(JTA) — The Spanish city of Granada will open a museum dedicated to the culture of Sephardic Jews who lived there before the Inquisition.
The Palace of the Forgotten, as the museum is called, is scheduled to open on Jan. 2. It is housed inside the Santa Ines palace located in Albaicin — a neighborhood in the southern city’s old center where many Jews used to live before 1492, when they were forced to convert to Christianity or flee.
The museum contains Judaica artifacts as well as archaeological findings such as ceramic utensils, furniture, artworks and other valuables recovered from Jewish homes. The artifacts were donated to the museum by the Crespo Lopez family, according to a report Dec. 19 by the news site Grenadaimedia.com.
The museum will feature the restoration of a mikvah ritual bath from before the 15th century, which is among the few well-preserved mikvahs from that period ever excavated in Spain, according to a statement by the municipality.

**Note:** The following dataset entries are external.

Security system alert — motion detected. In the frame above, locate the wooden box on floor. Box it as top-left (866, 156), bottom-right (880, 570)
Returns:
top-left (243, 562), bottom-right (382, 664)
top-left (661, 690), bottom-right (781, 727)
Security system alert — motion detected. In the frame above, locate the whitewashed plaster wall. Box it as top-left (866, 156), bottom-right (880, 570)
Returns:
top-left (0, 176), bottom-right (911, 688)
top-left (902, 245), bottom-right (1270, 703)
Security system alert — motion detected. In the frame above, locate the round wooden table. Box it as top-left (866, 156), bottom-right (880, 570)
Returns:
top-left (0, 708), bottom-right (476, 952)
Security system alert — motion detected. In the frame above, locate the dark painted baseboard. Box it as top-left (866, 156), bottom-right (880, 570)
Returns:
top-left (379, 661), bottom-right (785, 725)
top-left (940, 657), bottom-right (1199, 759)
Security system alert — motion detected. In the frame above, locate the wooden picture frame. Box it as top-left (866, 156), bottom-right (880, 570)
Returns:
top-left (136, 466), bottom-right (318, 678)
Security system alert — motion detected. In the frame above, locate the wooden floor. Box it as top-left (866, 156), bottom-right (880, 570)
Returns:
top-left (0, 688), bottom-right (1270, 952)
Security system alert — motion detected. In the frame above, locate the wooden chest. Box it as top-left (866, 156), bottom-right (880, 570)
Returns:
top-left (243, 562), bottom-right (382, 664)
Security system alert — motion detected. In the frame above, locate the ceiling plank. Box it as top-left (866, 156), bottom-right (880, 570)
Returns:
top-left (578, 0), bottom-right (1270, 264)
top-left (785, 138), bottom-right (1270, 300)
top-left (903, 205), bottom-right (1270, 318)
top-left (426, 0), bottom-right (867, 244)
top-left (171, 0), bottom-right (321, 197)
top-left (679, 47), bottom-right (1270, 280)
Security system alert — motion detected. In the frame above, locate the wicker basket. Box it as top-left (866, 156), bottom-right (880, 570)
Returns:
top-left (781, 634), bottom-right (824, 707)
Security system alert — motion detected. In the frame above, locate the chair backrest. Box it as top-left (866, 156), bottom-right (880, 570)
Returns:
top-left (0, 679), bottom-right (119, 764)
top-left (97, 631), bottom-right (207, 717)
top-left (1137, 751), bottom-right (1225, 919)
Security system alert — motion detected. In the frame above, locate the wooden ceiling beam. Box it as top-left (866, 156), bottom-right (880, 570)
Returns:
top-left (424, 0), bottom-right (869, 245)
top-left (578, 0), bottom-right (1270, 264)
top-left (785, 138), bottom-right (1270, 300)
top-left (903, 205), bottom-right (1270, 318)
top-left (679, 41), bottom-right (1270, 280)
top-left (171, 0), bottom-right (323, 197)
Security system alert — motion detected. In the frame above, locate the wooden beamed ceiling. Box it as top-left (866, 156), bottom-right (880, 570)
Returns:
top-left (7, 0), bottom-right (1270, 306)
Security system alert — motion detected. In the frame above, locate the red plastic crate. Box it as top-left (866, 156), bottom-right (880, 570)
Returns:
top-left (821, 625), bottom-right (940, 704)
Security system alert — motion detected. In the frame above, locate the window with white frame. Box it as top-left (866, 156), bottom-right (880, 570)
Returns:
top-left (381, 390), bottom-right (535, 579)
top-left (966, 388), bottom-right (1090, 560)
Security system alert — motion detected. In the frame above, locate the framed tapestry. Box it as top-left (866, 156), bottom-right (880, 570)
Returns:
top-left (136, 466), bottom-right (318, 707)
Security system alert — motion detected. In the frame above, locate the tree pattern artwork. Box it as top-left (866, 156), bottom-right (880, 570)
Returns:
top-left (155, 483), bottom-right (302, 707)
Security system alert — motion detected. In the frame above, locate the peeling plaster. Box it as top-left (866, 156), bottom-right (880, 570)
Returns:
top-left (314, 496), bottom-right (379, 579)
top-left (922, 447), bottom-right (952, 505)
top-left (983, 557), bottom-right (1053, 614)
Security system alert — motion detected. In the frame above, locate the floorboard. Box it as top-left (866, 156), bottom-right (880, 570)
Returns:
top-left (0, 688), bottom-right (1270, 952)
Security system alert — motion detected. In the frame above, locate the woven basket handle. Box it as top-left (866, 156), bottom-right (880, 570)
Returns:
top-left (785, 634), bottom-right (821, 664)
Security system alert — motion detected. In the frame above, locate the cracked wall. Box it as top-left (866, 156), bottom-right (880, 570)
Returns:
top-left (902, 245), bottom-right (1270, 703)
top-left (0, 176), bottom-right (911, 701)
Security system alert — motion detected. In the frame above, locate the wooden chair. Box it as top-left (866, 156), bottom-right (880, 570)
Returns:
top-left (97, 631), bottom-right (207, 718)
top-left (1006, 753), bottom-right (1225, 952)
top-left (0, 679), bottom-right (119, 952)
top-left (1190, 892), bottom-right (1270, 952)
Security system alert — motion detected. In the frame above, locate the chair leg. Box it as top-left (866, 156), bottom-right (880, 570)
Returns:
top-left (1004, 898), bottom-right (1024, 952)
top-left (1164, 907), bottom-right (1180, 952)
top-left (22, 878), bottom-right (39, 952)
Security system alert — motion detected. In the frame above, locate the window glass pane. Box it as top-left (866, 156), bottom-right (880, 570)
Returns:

Estimates of the size of the Jewish population of Andalucia, the region where Granada is located, ranged from 5,000 to 20,000, according to the late historian Haim Beinart of the Hebrew University in Jerusalem. Today, only a handful of Jews live in Andalucia.
In recent years, Spanish and Portuguese municipalities have invested millions of dollars in preserving their Sephardic heritage.
Earlier this month, Spain’s ruling party submitted a bill that would make Jewish descendants of Sephardic Jews who were forced into exile eligible for Spanish citizenship. Portugal’s parliament unanimously passed a similar law in April.